I thought that myself. If they are publicly available, it only takes one person to sit and index them all and their references and distribute that list then it's a simple case of IF ELSEIF for automated spammers.
But stupidely I just believed if top company websites are relying on them then there must be something I missed.

I suppose the best one would be to make your own, unique per site. But enough images for it to work would realistically be 25+ and sitting making those imgs with references for the code wouldn't be fun.

Or would perhaps 5 do it? The reference/img names wouldn't be on any spammers nasty list to check, so they wouldnt get in automatically. They would have to actually try to manually register xx times to see them all. Then it would be defeating the object as they might as well just spam manually.
It wouldn't work for big sites like google as plenty of people wouold want to list them, but for a site that isn't too big maybe 5-10 would work?

Or better yet random text would be better. There must be a way to create a random string without outputting it to the browser. Store it in server ram or cache or something.

JeevesBond's picture

He has: 3,956 posts

Joined: Jun 2002

CAPTCHA is still widely used, and an effective tool. I don't believe it always will be effective however, I have no idea what will come after CAPTCHA. I dread to think!

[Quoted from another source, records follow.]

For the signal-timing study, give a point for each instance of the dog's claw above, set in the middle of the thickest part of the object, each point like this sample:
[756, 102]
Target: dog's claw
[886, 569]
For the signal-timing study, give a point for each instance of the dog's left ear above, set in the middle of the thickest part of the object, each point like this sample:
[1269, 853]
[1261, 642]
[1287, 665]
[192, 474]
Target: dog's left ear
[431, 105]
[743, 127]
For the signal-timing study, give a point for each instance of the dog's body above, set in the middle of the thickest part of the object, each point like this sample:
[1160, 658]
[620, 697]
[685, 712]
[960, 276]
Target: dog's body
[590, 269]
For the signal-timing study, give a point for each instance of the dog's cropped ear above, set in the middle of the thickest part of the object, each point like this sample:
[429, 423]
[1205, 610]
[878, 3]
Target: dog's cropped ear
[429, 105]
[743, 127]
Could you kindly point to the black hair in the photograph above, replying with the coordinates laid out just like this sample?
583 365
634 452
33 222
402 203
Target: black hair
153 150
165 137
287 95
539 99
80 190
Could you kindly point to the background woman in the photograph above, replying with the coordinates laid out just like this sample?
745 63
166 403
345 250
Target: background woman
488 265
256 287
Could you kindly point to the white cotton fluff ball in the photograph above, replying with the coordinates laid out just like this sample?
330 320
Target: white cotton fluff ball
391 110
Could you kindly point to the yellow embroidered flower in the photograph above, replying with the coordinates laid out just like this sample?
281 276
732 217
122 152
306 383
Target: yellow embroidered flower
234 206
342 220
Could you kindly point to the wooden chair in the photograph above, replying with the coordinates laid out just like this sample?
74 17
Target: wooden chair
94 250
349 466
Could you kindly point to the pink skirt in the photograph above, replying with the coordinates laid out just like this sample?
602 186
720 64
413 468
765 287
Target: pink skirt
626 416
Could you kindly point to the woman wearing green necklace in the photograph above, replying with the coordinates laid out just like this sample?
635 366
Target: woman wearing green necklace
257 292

If you're looking for a good CAPTCHA program use the one we have on TWF, it's called ReCAPTCHA. The cool thing is that as people are solving the CAPTCHA they're also helping to encode books into a machine readable format.

ReCAPTCHA is known to produce decent puzzles as it only asks for words a computer could not OCR in the first place.

a Padded Cell our articles site!

Michael James Swan's picture

He has: 400 posts

Joined: May 2008

One thing that i have always found to be good is that whilst using the CAPTCHA, you can also have all ip's of posts logged, SMF forum allows you to save and also view PM's.

If they SPAM, Ban the IP address and report it to their ISP.
I guess the only problem then would be PROXIES.
Hmmm, I guess some moderators that are good would be a nice idea.

PM if you have an offer.
I do not mind being a Moderator for the site in my spare time. I enjoy that kind of thing.